Steph: “Welcome Wine-Two-Five listeners! Thank you so much for joining us for Episode 45! I’m Steph, and I’m here with Val.”
Val: “Hello Steph and greetings Wine Two Fivers – hopefully you’re having a great week. Happy #ThirstyThursday! Speaking of thirsty, I know I’m ready to start sipping – what’s in your glass Steph?”
Drinking:
Val: “Little James’ Basket Press, Viognier/Sauvignon Blanc Blend. What?? IGP Languedoc – funny how we both went to the same region! It’s from Minervois in the Languedoc-Roussillon and made with what they call an “ancient” Viognier variety or “selection massale” planted in 1982. This is a fun little sip for $15/bottle. ”
Discussion: Viognier
Val: “This leads into our discussion topic today. We’re going to have a little grape gab today about Viognier. Word.”
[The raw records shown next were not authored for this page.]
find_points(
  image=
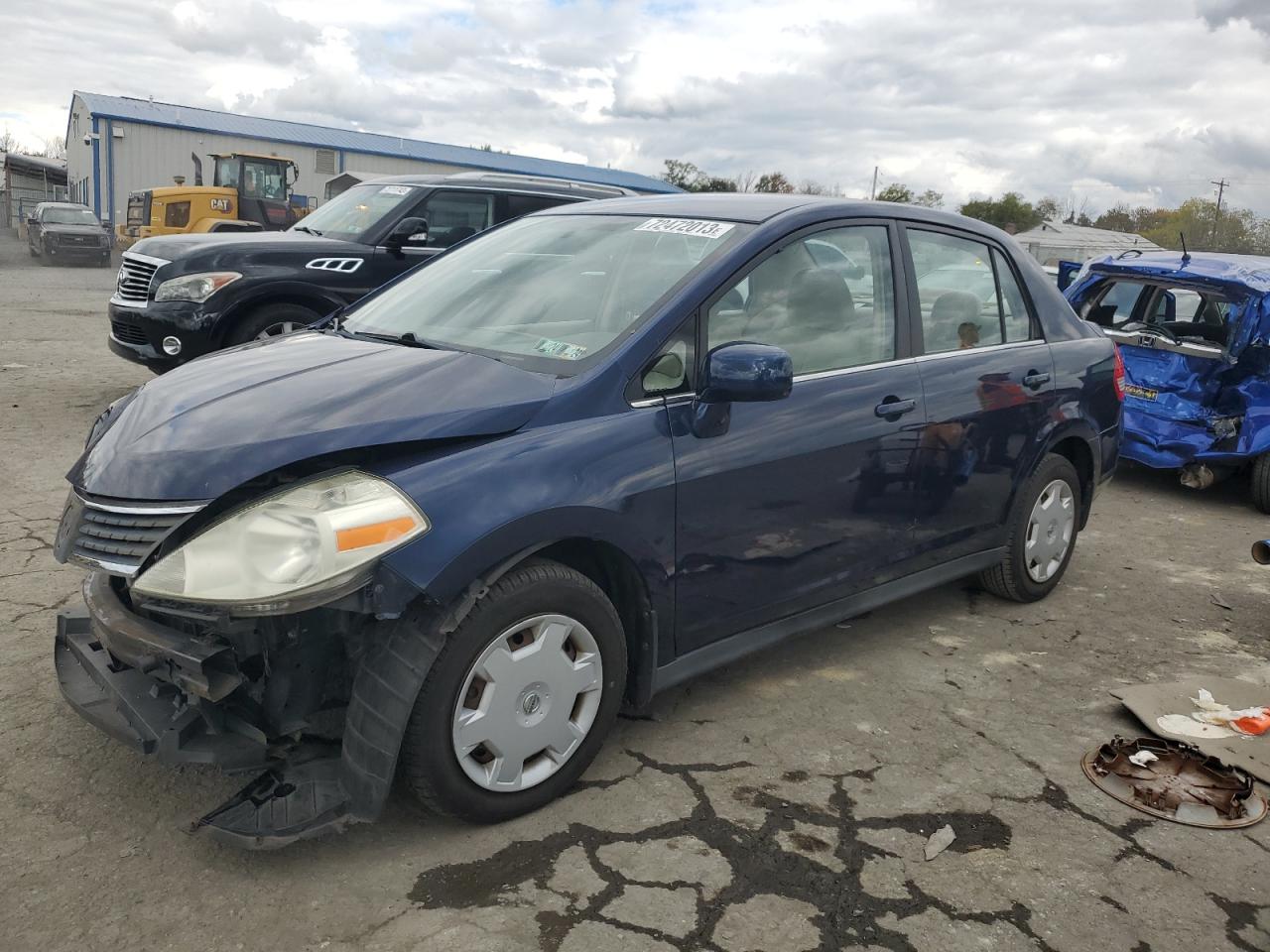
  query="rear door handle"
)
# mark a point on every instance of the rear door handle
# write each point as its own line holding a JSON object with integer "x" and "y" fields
{"x": 894, "y": 407}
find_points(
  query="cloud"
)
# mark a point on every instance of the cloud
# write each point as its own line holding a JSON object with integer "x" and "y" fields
{"x": 1095, "y": 104}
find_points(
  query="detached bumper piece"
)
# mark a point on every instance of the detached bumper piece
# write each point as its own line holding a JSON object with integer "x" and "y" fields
{"x": 172, "y": 694}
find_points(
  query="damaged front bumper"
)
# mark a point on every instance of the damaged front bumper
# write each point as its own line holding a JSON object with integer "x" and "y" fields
{"x": 189, "y": 696}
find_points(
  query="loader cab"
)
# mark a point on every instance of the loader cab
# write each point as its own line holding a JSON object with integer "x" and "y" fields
{"x": 263, "y": 184}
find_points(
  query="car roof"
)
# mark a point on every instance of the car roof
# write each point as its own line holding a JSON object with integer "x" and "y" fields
{"x": 504, "y": 181}
{"x": 1247, "y": 271}
{"x": 754, "y": 208}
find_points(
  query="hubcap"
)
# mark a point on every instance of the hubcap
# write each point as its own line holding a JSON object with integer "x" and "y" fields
{"x": 276, "y": 330}
{"x": 1049, "y": 531}
{"x": 527, "y": 702}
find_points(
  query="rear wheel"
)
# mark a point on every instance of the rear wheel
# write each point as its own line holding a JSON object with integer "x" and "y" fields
{"x": 1261, "y": 483}
{"x": 272, "y": 321}
{"x": 1043, "y": 527}
{"x": 520, "y": 699}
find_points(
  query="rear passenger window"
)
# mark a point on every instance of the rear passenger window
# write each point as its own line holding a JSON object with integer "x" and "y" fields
{"x": 1015, "y": 316}
{"x": 828, "y": 299}
{"x": 956, "y": 289}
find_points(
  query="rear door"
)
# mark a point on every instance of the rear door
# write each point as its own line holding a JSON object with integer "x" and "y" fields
{"x": 988, "y": 381}
{"x": 802, "y": 500}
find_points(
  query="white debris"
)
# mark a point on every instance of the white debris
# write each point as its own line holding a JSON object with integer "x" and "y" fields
{"x": 940, "y": 841}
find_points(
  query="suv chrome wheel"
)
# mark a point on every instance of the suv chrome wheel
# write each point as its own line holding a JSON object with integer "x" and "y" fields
{"x": 527, "y": 702}
{"x": 1049, "y": 531}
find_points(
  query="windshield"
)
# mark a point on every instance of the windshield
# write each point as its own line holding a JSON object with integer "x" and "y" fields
{"x": 547, "y": 293}
{"x": 68, "y": 216}
{"x": 352, "y": 213}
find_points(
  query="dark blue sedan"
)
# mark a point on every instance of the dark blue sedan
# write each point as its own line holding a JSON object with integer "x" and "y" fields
{"x": 564, "y": 466}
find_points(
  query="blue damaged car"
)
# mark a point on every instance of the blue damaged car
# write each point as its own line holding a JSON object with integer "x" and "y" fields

Where it is from: “This is a white grape that is native to the Rhone valley area which is south of the French city of Lyon.
History & Origin: It was first mentioned in French literature in the late 18th century in association of the wines of the Northern Rhone. It is related to the Syrah grape as well, which makes sense since that is the primary red grape of the same area.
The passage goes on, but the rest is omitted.